2月からは南部ラファの攻撃が焦点になっている。同地には100-150万人のパレスチナ人が避難しており、攻撃となれば多大な被害は不可避だ。国際社会はイスラエルの後ろ盾である米国も含め攻撃に反対するが、イスラエルは強硬姿勢を崩さない。

▼新たな協議も先行き見えず

こうした中、イスラエルとハマスの新たな協議が行われている。仲介役のエジプトやカタール、米国が調整に走る。ただ、イスラエルとハマスの主張の隔たりは大きく、着地は全く見えない。その間にも、ガザ地区での被害は拡大している。ハマス代表は4日カイロに入ったが、その後帰国した。

これまでの協議でも、ハマス側は人質解放の条件として永続的な停戦を求めている。

一方イスラエルは、一時的な休戦は認めるもののハマス壊滅の姿勢を変えていない。落としどころは見えない。

▼中東各地に飛び火

2月以来、ガザ紛争に大きな状況変化はないように見える。そうした中で紛争が中東各地に飛び火している。レバノンのイスラム勢力ヒズボラはイスラエルと度々戦火を交え、イエメンでは反政府組織のフーシ派がイスラエルと関係する船舶などへの攻撃を繰り返す。レバノンやシリア、イラクでは、イスラエルと米国、イランの支援を受ける武装組織が相互に攻撃を繰り返す。

4月にはイスラエルとイランが互いに直接攻撃を行った。これまでの代理戦争から、一歩進んだ格好だ。

国際世論は、当初のハマスのテロへの批判→イスラエルへの批判の動きが広がる。ブラジルや南アフリカなどグローバルサウスの代表格の国々はイスラエル批判を強め、トルコは2日イスラエルとの貿易の停止に踏み切った。欧米でも反イスラエルの声が大きくなっている。

▼米大学での反イスラエル抗議活動

そうした中で注目されるのが、米国各地の大学でガザ問題の解決を求め、イスラエルを批判する抗議活動が広がっている動きだ。

活動は4月ごろから目立ち始め、一部では学内にテントを設置したり、建物を占拠する動きも起きた。大学が警察を導入する例も広がり、逮捕者も数千人規模に達した。

抗議活動が行われているのはコロンビア大、イエール大、UCLAなど。全米数十の州に広がっている模様だ(ただし全体像をまとめた報道は少なく、幅広い動きは分かりにくい)。

コロンビア大では4月18日に警官が突入。100人余りを逮捕した。その後も抗議活動と逮捕が繰り返され、4月30日には約300人を逮捕。NYの警察はそのうち半数が大学生以外の人物だったと説明した。各地の大学では、親イスラエルの活動も広がり、反イスラエルの抗議活動と衝突する例も少なくない。

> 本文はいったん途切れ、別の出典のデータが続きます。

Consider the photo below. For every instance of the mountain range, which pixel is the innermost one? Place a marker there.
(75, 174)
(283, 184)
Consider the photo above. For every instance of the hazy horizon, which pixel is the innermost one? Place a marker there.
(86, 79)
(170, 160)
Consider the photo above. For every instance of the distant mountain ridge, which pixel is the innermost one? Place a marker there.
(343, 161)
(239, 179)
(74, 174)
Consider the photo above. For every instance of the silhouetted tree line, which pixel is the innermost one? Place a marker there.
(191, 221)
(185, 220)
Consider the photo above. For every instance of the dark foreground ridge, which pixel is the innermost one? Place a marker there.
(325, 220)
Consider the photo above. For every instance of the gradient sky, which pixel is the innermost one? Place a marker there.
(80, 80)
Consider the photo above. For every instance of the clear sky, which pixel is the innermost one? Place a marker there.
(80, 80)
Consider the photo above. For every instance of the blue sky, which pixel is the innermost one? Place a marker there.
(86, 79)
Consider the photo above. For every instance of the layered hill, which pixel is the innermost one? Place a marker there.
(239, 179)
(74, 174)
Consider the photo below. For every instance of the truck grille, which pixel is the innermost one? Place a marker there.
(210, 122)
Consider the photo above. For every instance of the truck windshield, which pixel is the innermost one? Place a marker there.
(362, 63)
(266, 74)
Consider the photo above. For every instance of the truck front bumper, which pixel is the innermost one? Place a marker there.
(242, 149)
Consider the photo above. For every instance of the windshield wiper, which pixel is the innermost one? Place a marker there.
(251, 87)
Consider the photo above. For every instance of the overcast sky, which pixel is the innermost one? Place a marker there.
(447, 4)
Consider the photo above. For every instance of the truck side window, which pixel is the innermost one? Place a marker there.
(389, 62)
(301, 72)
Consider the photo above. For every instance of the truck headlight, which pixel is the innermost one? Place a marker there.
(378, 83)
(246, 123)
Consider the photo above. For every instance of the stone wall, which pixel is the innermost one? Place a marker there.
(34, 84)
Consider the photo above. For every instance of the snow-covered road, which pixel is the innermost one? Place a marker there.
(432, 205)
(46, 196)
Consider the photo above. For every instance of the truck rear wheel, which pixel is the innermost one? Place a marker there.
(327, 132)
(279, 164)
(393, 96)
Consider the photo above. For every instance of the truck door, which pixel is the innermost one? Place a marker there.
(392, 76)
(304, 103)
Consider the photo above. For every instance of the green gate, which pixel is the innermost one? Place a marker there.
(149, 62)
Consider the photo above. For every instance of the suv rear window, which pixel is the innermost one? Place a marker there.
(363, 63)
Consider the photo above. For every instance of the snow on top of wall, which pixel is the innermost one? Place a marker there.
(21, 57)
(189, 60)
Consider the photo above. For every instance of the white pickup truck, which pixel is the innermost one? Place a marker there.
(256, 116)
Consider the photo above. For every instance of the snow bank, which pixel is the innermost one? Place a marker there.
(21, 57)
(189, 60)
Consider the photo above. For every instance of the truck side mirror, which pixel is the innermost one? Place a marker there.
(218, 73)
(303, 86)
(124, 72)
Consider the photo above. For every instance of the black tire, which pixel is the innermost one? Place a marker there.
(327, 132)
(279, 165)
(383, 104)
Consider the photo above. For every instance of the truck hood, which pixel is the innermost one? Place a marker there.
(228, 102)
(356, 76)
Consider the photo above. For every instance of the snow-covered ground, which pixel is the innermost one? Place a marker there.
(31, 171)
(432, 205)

バイデン大統領は秩序を乱す抗議活動を批判する。こうした反応も含め、バイデン政権のパレスチナ政策に対し若者の批判が拡大している。

▼ベトナム戦争の記憶

今回の抗議活動を、ベトナム戦争の抗議活動と重ねる見方も出ている。ベトナム戦争時、コロンビア大学は反戦活動の中心地だった。警察による排除のシーンが、半世紀前のイメージと重なるのか。

学生の抗議活動が全米の注目ニュースとなる例は最近あまりない。ガザ戦争を巡る抗議活動は、大学のあり方を問う事はもちろん、米国社会の分断や断面を映す良い事例にもなっている。

 

今週の注目(5月6-12日&当面の注目)

 

・ロシアのプーチン大統領の5期目の就任式が7日に行われる。9日には対独戦勝記念日を迎える。ウクライナ戦争について、どんなメッセージを発するか。

・ウクライナ戦争の行方も引き続き要注意。

・ガザ戦争を巡り、イスラエルとハマスの交渉が継続中。どんな動きが出てくるか。

・中国の習近平国家主席がフランスを訪問中。続いてセルビア、ハンガリーを訪問する。

・インドの総選挙が全土で実施中。最終開票は6月4日から。